Now that we’ve established the benefits of practicing age inclusion, how do we promote a system where it can flourish?

  • Training and Awareness
    • There are a variety of courses to further an organization’s commitment to increased age inclusion, from reputable organizations like AARP and Cornell
    • Continued training of managers and leadership to the benefits of age inclusion can keep the topic fresh and at the forefront of their policy decisions
    • PWC’s Global Diversity and Inclusion Survey found that employees are unlikely to be aware of efforts by organizations to promote Diversity and Inclusion. If this is an initiative your organization is practicing, let your team members know it!

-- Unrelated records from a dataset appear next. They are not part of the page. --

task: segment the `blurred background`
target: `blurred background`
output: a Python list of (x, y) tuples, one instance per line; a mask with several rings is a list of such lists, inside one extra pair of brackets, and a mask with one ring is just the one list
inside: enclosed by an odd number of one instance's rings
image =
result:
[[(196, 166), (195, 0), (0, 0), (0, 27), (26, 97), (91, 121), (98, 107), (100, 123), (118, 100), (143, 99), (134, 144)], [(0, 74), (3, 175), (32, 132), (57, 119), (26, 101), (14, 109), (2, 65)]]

  • Close the gap between formal education and competencies for a job. Too much emphasis is placed on education alone, while real-world experience and proven results are marginalized. By doing this, we inhibit our organization’s ability to become more dynamic and competitive in the marketplace.
  • Review marketing and promotional material to ensure it is representative of the diverse and age-inclusive environment of the company.
  • When seeking to fill new positions at the company, have people of various ages review the posting. Instead of looking for years of experience alone, focus on knowledge and applicable skills.
  • Add age inclusion to a company’s DEI policy
  • Promote collaboration of different age groups within your organization. Intentionally blend various age groups on a project to get the most of their skills and abilities!